Le lettere di compliance (o lettere di compliance “cooperative”) sono comunicazioni informali che l’Agenzia delle Entrate invia quando rileva un’anomalia che suggerisce una potenziale evasione, prima di passare a un vero e proprio avviso di accertamento . Negli ultimi anni sono diventate molto frequenti proprio in materia di conti esteri e redditi online. Il contenuto tipico della lettera è: “Gentile contribuente, dai dati in nostro possesso risulta che… ad esempio, lei ha percepito accrediti su un conto estero (es. PayPal) non risultanti dalla sua dichiarazione dei redditi… La invitiamo a verificare e, se del caso, a regolarizzare…”. Non è un atto impositivo: infatti la lettera non comporta una sanzione immediata né una richiesta di pagamento immediato . Generalmente indica una scadenza o comunque sollecita a fornire chiarimenti entro un certo tempo (spesso 30 giorni). Non rispondere non ha conseguenze dirette automatiche, ma è altamente sconsigliato ignorarla: se la lettera resta senza seguito, quasi sicuramente l’Ufficio procederà con un accertamento formale, questa volta con cartella esattoriale, sanzioni piene e termini stretti per reagire .

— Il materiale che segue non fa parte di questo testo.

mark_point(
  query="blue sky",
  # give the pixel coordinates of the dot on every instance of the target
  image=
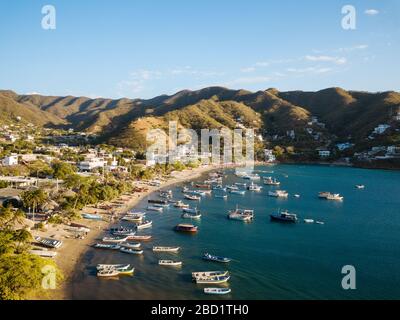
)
(144, 48)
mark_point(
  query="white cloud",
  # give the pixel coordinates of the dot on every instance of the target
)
(310, 70)
(336, 60)
(371, 12)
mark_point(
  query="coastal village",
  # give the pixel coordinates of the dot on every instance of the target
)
(57, 177)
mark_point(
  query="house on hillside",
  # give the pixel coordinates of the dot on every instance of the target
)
(10, 161)
(381, 129)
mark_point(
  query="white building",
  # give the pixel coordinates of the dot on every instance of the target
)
(269, 156)
(10, 161)
(91, 163)
(324, 153)
(344, 146)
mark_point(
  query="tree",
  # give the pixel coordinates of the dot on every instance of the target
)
(34, 199)
(62, 170)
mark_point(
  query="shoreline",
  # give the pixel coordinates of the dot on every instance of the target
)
(73, 250)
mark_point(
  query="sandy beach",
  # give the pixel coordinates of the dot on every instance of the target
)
(73, 249)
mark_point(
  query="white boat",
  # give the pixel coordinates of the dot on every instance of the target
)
(113, 266)
(192, 198)
(335, 197)
(166, 249)
(144, 225)
(130, 245)
(209, 274)
(107, 273)
(254, 187)
(170, 263)
(278, 194)
(132, 218)
(153, 208)
(181, 205)
(131, 251)
(221, 196)
(191, 216)
(240, 192)
(217, 291)
(212, 280)
(241, 215)
(269, 181)
(115, 239)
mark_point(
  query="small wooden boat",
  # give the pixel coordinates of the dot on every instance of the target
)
(113, 266)
(108, 273)
(212, 280)
(192, 198)
(190, 210)
(130, 245)
(278, 194)
(166, 249)
(187, 228)
(181, 205)
(209, 274)
(107, 246)
(170, 263)
(131, 251)
(117, 239)
(284, 216)
(141, 238)
(144, 225)
(221, 196)
(217, 291)
(213, 258)
(153, 208)
(240, 192)
(191, 216)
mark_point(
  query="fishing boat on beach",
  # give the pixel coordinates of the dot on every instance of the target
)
(170, 263)
(213, 258)
(115, 239)
(278, 194)
(284, 216)
(217, 291)
(186, 228)
(131, 251)
(191, 216)
(141, 238)
(106, 246)
(130, 245)
(95, 217)
(166, 249)
(269, 181)
(209, 274)
(153, 208)
(113, 266)
(144, 225)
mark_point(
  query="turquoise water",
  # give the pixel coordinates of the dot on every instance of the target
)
(271, 260)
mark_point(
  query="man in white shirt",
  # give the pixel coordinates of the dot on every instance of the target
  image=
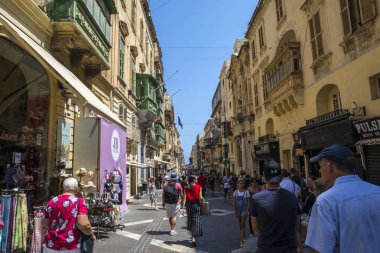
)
(289, 185)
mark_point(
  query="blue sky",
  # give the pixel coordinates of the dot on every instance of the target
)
(196, 36)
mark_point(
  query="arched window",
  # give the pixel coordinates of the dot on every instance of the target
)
(269, 127)
(328, 99)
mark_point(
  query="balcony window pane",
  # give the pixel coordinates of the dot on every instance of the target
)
(107, 34)
(96, 13)
(103, 24)
(90, 5)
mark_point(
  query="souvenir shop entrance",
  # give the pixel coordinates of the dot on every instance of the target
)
(24, 110)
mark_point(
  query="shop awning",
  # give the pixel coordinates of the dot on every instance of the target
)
(60, 71)
(161, 161)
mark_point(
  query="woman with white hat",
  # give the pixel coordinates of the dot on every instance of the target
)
(67, 215)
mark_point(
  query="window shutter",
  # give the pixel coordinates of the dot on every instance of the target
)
(345, 13)
(367, 10)
(312, 39)
(318, 34)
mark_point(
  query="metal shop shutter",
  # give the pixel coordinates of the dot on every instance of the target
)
(372, 159)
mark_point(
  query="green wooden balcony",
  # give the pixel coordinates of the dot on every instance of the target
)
(160, 134)
(82, 27)
(152, 143)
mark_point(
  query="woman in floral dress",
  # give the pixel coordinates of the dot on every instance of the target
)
(152, 193)
(67, 217)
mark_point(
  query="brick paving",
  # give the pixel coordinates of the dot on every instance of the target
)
(147, 231)
(220, 231)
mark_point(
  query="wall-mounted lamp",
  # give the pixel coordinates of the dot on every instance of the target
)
(67, 94)
(358, 111)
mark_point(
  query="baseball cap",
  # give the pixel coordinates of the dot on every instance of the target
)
(173, 176)
(272, 172)
(336, 153)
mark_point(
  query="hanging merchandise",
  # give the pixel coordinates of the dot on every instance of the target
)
(36, 240)
(20, 224)
(1, 219)
(7, 202)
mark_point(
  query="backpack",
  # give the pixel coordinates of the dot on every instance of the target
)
(171, 195)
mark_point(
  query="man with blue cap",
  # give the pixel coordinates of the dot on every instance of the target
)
(345, 218)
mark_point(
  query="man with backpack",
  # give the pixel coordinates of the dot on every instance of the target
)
(172, 191)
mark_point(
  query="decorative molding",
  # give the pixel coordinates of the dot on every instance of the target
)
(36, 14)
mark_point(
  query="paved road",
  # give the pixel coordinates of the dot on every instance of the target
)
(147, 230)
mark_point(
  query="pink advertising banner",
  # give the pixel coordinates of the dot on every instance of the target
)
(113, 159)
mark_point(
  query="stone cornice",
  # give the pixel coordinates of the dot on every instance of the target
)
(36, 15)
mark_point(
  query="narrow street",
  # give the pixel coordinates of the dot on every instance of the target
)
(147, 230)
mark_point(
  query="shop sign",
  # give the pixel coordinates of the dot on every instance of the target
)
(368, 129)
(112, 156)
(63, 141)
(23, 139)
(318, 138)
(16, 158)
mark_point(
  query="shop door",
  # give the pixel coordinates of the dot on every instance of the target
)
(372, 159)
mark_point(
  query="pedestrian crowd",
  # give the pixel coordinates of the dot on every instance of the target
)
(338, 212)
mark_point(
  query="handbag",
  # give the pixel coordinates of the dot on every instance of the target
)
(86, 242)
(205, 208)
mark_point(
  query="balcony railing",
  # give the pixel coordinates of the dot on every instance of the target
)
(268, 138)
(284, 79)
(152, 143)
(328, 116)
(77, 30)
(209, 143)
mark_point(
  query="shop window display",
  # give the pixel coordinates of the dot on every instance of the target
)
(24, 109)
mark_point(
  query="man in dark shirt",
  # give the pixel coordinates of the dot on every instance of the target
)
(275, 215)
(211, 183)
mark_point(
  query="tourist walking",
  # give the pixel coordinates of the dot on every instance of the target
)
(241, 205)
(152, 193)
(67, 220)
(346, 217)
(201, 180)
(227, 188)
(211, 183)
(253, 189)
(275, 215)
(290, 185)
(172, 192)
(192, 200)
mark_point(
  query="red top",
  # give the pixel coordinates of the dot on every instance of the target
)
(193, 194)
(202, 181)
(62, 212)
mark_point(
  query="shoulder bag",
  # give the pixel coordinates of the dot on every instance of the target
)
(86, 242)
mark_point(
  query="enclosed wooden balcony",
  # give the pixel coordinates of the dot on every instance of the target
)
(82, 28)
(285, 79)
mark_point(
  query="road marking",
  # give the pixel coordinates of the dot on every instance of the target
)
(148, 205)
(166, 245)
(220, 212)
(129, 235)
(137, 222)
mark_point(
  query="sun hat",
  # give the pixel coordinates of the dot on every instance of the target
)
(272, 172)
(90, 184)
(82, 172)
(336, 153)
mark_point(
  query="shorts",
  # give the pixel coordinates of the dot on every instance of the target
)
(173, 210)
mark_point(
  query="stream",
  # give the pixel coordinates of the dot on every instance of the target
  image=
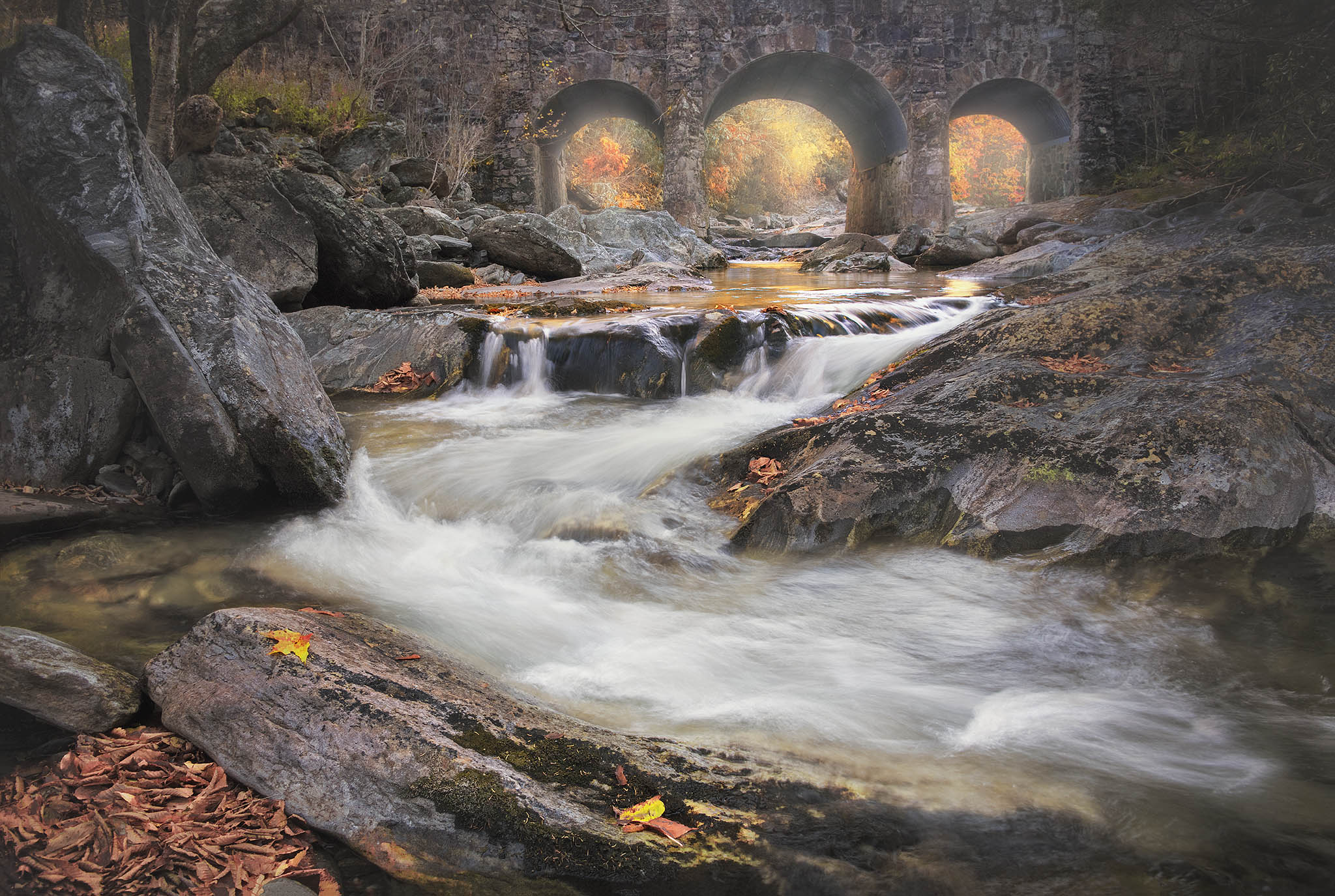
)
(550, 538)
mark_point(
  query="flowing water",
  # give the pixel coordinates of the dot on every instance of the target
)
(546, 537)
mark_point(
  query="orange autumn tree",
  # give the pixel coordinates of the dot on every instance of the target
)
(988, 159)
(619, 162)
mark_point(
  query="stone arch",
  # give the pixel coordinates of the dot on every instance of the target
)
(849, 96)
(1040, 118)
(574, 107)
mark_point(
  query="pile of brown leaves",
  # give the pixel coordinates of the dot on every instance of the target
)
(402, 379)
(1076, 364)
(142, 811)
(845, 408)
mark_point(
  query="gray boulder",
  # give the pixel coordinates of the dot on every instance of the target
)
(351, 347)
(843, 246)
(421, 221)
(535, 245)
(796, 240)
(414, 173)
(952, 250)
(250, 225)
(102, 261)
(433, 274)
(1036, 234)
(63, 687)
(653, 231)
(1106, 222)
(364, 259)
(372, 146)
(568, 216)
(911, 242)
(1042, 259)
(867, 262)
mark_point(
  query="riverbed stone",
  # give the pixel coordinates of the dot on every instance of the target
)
(354, 347)
(252, 226)
(433, 274)
(842, 246)
(103, 262)
(653, 231)
(537, 246)
(1042, 259)
(364, 259)
(1167, 396)
(63, 687)
(951, 250)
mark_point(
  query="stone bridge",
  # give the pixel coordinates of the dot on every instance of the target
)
(891, 74)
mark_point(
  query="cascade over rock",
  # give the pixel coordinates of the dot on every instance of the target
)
(1167, 396)
(104, 266)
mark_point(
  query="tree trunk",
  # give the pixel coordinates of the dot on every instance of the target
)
(162, 109)
(141, 61)
(70, 16)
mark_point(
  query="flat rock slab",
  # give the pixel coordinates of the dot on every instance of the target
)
(441, 777)
(61, 686)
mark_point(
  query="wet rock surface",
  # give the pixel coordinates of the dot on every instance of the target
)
(364, 258)
(63, 687)
(1169, 396)
(354, 347)
(441, 777)
(106, 265)
(252, 226)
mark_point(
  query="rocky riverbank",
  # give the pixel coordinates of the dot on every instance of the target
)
(1167, 394)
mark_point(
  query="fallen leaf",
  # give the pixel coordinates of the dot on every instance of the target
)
(641, 812)
(290, 641)
(668, 828)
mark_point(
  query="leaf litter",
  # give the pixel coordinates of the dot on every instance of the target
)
(142, 811)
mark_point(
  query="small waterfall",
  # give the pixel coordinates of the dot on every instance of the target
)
(533, 366)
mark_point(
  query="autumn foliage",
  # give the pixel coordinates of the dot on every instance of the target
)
(773, 155)
(619, 162)
(988, 160)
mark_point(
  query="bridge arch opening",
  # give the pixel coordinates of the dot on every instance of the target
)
(858, 106)
(1040, 119)
(572, 110)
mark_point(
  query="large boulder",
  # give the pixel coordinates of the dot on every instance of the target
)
(1042, 259)
(447, 780)
(104, 263)
(364, 258)
(956, 250)
(252, 226)
(370, 145)
(653, 231)
(842, 246)
(535, 245)
(353, 349)
(1167, 396)
(61, 686)
(421, 221)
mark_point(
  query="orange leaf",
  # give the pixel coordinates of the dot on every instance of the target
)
(290, 641)
(668, 828)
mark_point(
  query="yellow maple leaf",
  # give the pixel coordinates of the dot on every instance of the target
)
(647, 811)
(290, 641)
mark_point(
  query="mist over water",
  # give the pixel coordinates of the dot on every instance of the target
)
(545, 537)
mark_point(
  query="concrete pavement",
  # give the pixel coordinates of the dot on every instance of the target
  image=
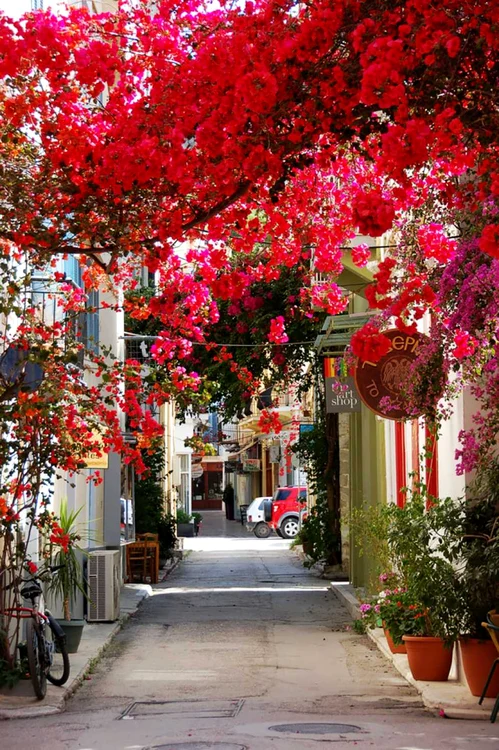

Esempio tipico: Lettera per conto PayPal non dichiarato. L’Agenzia ha ricevuto via CRS i dati del tuo account PayPal estero e non trova traccia né in Quadro RW né di eventuali redditi connessi. Scrive quindi segnalando l’omissione. Spesso viene precisato che “qualora i dati non fossero corretti o il conto rientrasse in cause di esonero, si prega di fornire elementi di riscontro” . Ciò indica un’apertura al dialogo: se c’è un errore (ad es. il conto era cointestato a un soggetto estero, o era sotto soglia) possiamo farlo presente e probabilmente la questione si chiuderà lì. Viceversa, se effettivamente il conto era non dichiarato, la lettera invita a mettersi in regola.

Cosa può (e cosa deve) fare il contribuente che riceve una lettera di compliance? Ha sostanzialmente tre opzioni: 1. Fornire spiegazioni e documenti che giustifichino l’anomalia, sostenendo di essere in regola. Ad esempio, rispondere (via PEC, raccomandata o portale dedicato indicato nella lettera) spiegando: “Il conto segnalato aveva un saldo massimo di €10.000, sotto la soglia di monitoraggio RW, come da estratto conto allegato. Inoltre non ha prodotto redditi imponibili”. Oppure: “Gli accrediti rilevati su PayPal erano trasferimenti da mio conto corrente italiano (già tassati) e non compensi di attività” – allegando documentazione. Questa via è opportuna se riteniamo che la pretesa del Fisco sia infondata o frutto di un misunderstanding. 2. Regolarizzare spontaneamente la violazione riconoscendo l’errore. Ciò si fa tramite la presentazione di una dichiarazione integrativa per l’anno (o gli anni) contestato, inserendo il reddito/il conto mancante, e pagando le imposte dovute con sanzioni ridotte da ravvedimento operoso . Il ravvedimento consente sconti sulle sanzioni proporzionali al tempismo: se si agisce subito dopo la lettera, di solito c’è la possibilità di pagare 1/6 della sanzione minima (nel caso di RW omesso, 1/6 del 3% = 0,5% dell’importo; nel caso di imposta evasa, 1/8 del 90% = 11,25% dell’imposta) oltre ovviamente all’imposta e interessi. Questa opzione è fortemente consigliata se effettivamente c’è stata un’omissione: consente di mettersi in regola con costi relativamente contenuti ed evita l’irrigidirsi del contenzioso. 3. Contattare l’ufficio per un confronto: non obbligatorio, ma spesso indicato come possibilità. Si può richiedere un appuntamento (di persona o telefonico) con l’ufficio accertatore per discutere la situazione . Talvolta chiarire a voce può aiutare a sciogliere dubbi reciproci – ma è bene poi formalizzare sempre per iscritto le proprie giustificazioni.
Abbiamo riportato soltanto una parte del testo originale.